下巻でもっとも衝撃を受けたのは、帝銀事件のお話。昭和最大の冤罪として知られるこの事件にいちはやく注目し、元新聞記者ならではの鋭い視点で冤罪であることを論理的に証明していく。昭和後期ならともかく、死刑判決が出て1年というタイミングでこれだけの論説ができるというのはまさに驚き。結局今になっても真実は分からない (これは永遠に分からないだろう) が、松本清張のいうように真犯人がアメリカ軍部内にいるという推定はとても理解できるものだし、またそれを理解できるように説明してくれているというのも松本清張のすごいところ。

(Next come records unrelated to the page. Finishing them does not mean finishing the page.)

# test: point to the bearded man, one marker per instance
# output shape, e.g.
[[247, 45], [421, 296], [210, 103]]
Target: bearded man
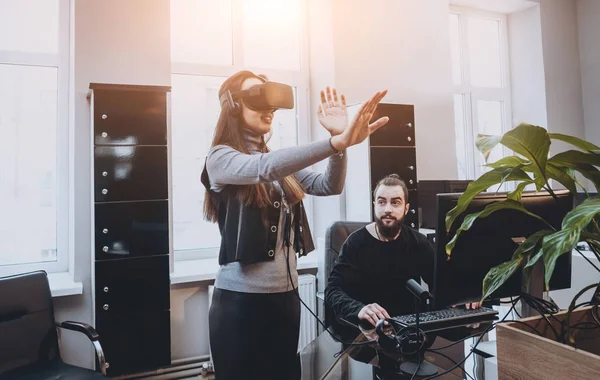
[[368, 280]]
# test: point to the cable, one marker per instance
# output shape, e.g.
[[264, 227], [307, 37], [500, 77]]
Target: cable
[[453, 362], [297, 293], [453, 344]]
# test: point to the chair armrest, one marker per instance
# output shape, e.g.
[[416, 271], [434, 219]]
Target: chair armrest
[[88, 330], [91, 333]]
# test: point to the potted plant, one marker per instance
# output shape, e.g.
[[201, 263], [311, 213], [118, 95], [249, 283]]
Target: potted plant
[[533, 166]]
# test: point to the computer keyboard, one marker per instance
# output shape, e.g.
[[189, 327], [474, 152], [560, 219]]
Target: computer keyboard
[[455, 316]]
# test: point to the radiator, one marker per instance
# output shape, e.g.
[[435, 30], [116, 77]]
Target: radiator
[[307, 288]]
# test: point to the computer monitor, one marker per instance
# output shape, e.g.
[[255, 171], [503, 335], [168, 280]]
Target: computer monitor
[[489, 242]]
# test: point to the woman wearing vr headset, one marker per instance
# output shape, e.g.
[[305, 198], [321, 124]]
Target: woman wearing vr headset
[[255, 195]]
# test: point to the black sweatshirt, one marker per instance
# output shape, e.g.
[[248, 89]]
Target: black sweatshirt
[[369, 270]]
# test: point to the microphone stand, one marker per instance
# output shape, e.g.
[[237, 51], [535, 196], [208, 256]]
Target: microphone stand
[[421, 368]]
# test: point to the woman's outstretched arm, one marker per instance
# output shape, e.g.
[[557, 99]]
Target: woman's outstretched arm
[[331, 182], [228, 166]]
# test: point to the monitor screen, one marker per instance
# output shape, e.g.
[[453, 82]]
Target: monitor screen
[[490, 242]]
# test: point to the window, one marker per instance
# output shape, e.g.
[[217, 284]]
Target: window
[[211, 40], [480, 76], [34, 154]]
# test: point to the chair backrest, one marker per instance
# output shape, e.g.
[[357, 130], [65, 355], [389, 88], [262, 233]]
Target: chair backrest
[[335, 236], [27, 327]]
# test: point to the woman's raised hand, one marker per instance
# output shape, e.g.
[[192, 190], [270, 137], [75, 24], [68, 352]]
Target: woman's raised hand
[[332, 112], [360, 128]]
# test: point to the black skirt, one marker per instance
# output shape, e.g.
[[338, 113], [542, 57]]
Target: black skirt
[[255, 335]]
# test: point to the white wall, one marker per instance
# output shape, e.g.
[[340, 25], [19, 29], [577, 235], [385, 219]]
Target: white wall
[[115, 42], [588, 16], [321, 67], [562, 70], [402, 46], [527, 79], [129, 42]]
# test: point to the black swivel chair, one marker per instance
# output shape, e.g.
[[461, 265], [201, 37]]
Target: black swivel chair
[[335, 236], [28, 333]]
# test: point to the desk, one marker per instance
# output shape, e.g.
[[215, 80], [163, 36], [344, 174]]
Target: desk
[[318, 359]]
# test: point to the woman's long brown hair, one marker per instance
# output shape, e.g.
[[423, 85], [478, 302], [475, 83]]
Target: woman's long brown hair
[[229, 132]]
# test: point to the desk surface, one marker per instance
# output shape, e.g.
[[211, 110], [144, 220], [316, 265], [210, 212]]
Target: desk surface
[[326, 359]]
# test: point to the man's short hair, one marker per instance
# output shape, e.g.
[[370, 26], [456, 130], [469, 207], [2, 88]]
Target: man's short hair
[[392, 180]]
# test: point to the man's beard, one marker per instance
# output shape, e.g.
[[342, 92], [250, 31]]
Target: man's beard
[[389, 231]]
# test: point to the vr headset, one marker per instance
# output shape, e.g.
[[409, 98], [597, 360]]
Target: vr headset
[[263, 97]]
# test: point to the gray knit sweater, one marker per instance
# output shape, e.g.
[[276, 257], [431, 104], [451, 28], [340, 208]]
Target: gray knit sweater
[[227, 166]]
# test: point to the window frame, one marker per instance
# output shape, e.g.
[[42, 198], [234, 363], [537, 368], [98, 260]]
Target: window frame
[[472, 94], [64, 159], [299, 79]]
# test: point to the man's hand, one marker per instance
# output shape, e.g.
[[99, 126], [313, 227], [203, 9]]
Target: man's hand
[[373, 313]]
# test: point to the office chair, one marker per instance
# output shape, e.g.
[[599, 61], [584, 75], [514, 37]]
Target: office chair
[[28, 333], [335, 236]]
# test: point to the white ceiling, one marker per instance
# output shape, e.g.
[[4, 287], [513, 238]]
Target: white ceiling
[[499, 6]]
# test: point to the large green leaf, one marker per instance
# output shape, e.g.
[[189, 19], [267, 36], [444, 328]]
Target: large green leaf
[[530, 141], [498, 275], [486, 143], [571, 158], [581, 162], [575, 141], [590, 172], [561, 175], [481, 184], [516, 194], [508, 161], [487, 211], [564, 241], [554, 246], [535, 246]]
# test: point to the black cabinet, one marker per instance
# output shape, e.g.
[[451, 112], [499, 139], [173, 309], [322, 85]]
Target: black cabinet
[[132, 285], [130, 173], [131, 225], [388, 160], [131, 229], [134, 342], [129, 116], [399, 130]]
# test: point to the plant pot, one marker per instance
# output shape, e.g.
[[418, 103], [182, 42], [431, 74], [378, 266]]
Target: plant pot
[[523, 354]]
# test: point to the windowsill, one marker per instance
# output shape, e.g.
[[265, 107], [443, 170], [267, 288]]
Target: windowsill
[[187, 271], [62, 284]]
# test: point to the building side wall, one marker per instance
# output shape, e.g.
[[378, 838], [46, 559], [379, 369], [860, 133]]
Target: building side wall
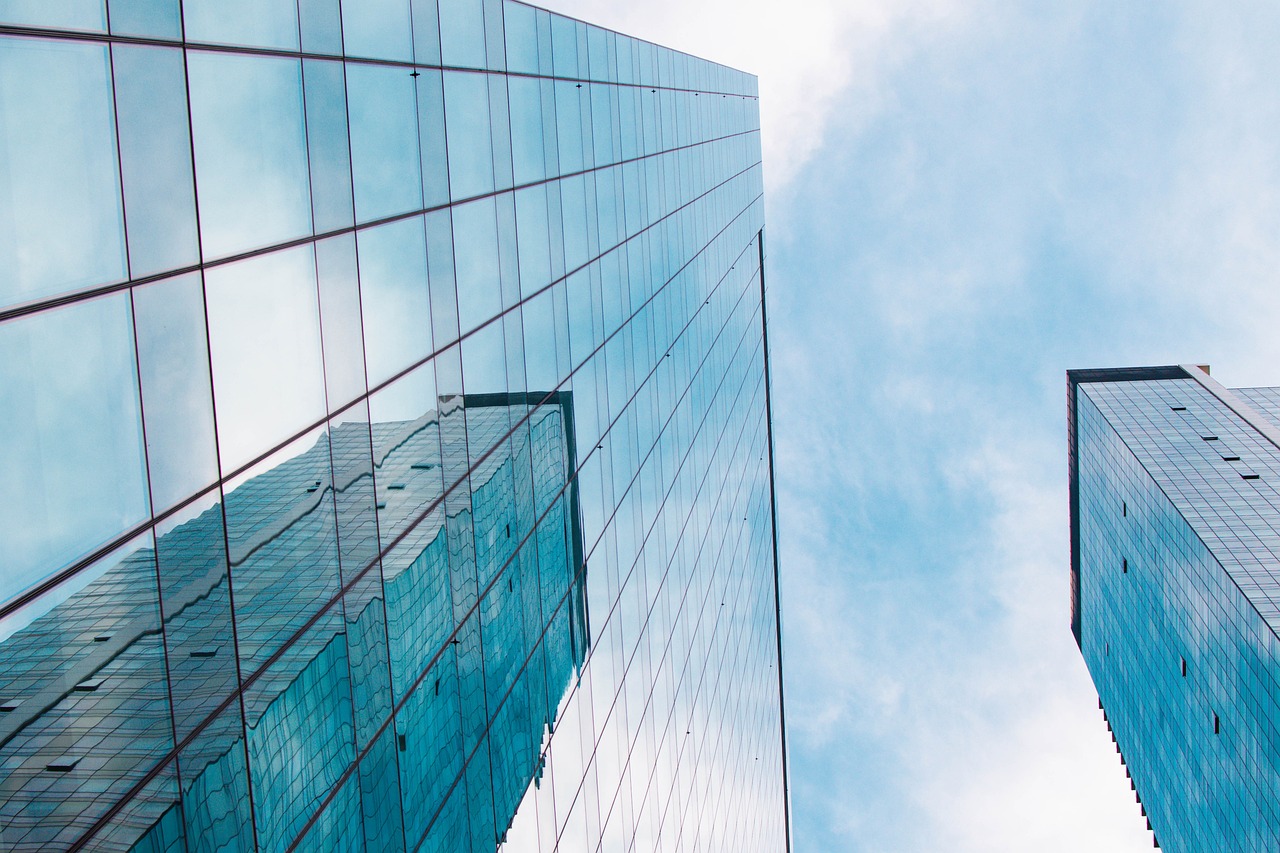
[[263, 261], [1156, 597]]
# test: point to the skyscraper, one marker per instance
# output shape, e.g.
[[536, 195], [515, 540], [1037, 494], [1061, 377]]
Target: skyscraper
[[385, 456], [1175, 593]]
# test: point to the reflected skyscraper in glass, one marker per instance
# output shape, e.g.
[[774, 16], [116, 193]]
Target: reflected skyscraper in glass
[[1175, 593], [385, 457]]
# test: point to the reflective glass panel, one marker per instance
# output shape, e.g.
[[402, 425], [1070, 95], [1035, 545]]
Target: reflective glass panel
[[264, 337], [378, 28], [466, 114], [60, 214], [462, 33], [69, 14], [260, 23], [155, 158], [475, 258], [328, 145], [71, 434], [383, 141], [177, 397], [156, 18], [394, 295], [251, 155]]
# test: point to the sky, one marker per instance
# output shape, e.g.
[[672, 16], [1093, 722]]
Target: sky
[[964, 201]]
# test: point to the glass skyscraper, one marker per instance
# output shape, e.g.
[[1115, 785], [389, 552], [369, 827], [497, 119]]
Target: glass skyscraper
[[385, 455], [1175, 593]]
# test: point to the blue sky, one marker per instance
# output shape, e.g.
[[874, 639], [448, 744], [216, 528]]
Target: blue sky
[[964, 200]]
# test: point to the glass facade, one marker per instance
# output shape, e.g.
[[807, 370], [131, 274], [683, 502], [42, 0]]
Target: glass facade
[[1175, 523], [385, 437]]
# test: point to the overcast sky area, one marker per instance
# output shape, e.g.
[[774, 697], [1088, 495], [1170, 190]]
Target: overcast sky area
[[963, 201]]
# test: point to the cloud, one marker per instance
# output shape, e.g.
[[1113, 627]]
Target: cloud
[[813, 58]]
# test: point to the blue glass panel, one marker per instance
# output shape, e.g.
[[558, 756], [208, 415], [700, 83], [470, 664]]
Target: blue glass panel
[[526, 129], [432, 141], [397, 310], [251, 156], [383, 141], [60, 213], [475, 251], [341, 320], [71, 434], [521, 31], [155, 18], [178, 405], [68, 14], [462, 33], [87, 711], [426, 32], [259, 23], [502, 167], [264, 337], [328, 145], [320, 22], [155, 158], [466, 113], [378, 28]]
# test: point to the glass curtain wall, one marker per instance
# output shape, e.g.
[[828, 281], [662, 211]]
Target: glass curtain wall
[[384, 442]]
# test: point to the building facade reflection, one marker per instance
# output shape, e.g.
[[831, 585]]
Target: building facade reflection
[[337, 338], [403, 692]]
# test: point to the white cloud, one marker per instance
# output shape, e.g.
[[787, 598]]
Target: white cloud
[[812, 56]]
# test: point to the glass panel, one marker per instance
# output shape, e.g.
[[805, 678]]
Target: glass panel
[[155, 158], [71, 434], [502, 168], [259, 23], [321, 27], [397, 310], [251, 156], [339, 319], [60, 213], [383, 141], [426, 32], [155, 18], [533, 240], [568, 126], [282, 548], [526, 129], [466, 109], [496, 51], [521, 37], [378, 28], [214, 776], [265, 343], [462, 33], [178, 406], [475, 251], [328, 145], [87, 708], [69, 14], [430, 117], [195, 594], [484, 363]]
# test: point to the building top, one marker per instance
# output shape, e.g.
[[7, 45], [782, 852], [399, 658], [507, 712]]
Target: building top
[[1212, 451]]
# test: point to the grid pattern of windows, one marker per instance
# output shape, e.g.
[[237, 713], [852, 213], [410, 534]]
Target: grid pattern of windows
[[1179, 529], [385, 433]]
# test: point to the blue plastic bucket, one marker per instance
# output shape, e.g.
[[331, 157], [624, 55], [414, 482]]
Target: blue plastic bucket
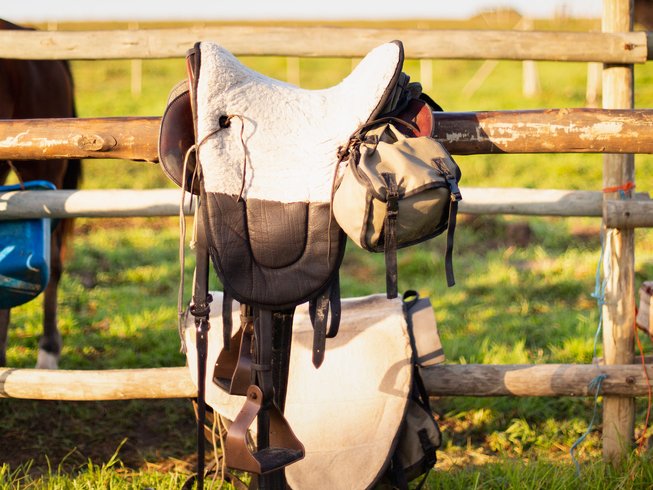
[[24, 253]]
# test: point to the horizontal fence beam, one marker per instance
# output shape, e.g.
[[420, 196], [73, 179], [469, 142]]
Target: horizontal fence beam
[[131, 138], [546, 131], [535, 380], [165, 202], [463, 133], [478, 380], [628, 214], [628, 47], [107, 203], [110, 384]]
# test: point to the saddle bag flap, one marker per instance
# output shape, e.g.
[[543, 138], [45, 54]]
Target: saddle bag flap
[[423, 328], [426, 177]]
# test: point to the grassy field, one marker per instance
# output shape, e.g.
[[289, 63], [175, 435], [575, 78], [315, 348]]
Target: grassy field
[[524, 295]]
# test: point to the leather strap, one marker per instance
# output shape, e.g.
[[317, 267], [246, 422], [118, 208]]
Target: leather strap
[[448, 256], [390, 234], [281, 345], [227, 321], [200, 309], [325, 310]]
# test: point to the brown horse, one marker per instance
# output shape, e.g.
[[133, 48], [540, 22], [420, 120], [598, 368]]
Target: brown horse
[[40, 89]]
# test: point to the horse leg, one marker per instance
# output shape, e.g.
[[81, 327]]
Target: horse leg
[[4, 328], [50, 343]]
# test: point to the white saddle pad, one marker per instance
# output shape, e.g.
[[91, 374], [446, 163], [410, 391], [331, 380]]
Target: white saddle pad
[[290, 135], [347, 412]]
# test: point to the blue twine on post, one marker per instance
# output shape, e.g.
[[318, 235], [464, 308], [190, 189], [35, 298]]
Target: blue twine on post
[[599, 293], [594, 384]]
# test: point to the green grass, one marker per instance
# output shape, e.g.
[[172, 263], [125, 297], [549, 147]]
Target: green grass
[[515, 301]]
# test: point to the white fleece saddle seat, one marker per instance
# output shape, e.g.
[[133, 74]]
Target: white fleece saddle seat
[[290, 135]]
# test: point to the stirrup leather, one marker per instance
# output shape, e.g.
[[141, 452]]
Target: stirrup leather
[[233, 367], [284, 448]]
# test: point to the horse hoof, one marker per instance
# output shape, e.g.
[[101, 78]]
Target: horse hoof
[[47, 360]]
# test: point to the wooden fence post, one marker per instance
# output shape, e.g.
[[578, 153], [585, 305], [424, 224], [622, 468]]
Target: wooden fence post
[[619, 302]]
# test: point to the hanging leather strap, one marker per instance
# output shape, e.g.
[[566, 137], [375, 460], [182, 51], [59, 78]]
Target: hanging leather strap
[[200, 309], [325, 310], [390, 234], [227, 321], [456, 197]]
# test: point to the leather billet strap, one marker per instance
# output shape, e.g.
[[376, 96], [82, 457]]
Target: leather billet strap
[[200, 309], [233, 368], [390, 234], [325, 310]]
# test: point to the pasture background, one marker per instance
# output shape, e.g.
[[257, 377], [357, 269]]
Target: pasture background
[[523, 295]]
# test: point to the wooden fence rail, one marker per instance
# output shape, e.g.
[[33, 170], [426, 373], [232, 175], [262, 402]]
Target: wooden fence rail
[[463, 133], [443, 380], [113, 203], [626, 47]]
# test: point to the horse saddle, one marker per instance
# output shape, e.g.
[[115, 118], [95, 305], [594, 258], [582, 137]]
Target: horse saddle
[[262, 155]]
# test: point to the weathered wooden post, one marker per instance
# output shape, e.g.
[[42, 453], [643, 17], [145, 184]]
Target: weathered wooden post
[[619, 304]]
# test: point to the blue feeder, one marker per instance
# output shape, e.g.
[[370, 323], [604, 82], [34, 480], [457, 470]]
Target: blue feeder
[[24, 253]]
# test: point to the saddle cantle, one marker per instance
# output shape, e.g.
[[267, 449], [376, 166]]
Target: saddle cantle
[[262, 155]]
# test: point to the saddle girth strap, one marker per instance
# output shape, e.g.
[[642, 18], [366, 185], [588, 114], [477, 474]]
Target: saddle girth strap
[[325, 310], [448, 257], [200, 309], [390, 235]]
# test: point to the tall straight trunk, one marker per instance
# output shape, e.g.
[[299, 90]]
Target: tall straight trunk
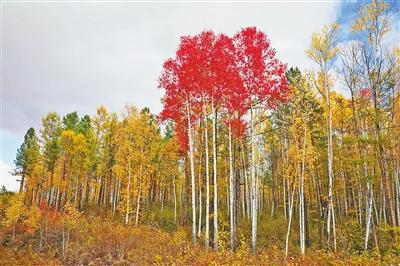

すべて読み通した中で感じたのは、松本清張という人の博識さ、分析力、そして明快な説明力。松本清張の作品は基本的には人間の暗部を描いたものが多く、推理ものでも歴史物でも、とにかくどんよりした気持ちになるものが多い。しかしそれ以上に、物事をとても深くまで捉えた、核心を突いた文章が随所に出てくるので、暗い中にもスッキリした感覚が残る。

現代にもエンタテインメントとして素晴らしい小説を書く作家さんはたくさんいるけど、松本清張のような社会派作家は今後も出てこないのではないだろうかと思わせるほど、とても奥が深い。

今後は短篇だけでなく、長編にもトライしてみたい。特に「点と線」とか「ゼロの焦点」なんかはぜひ読みたい。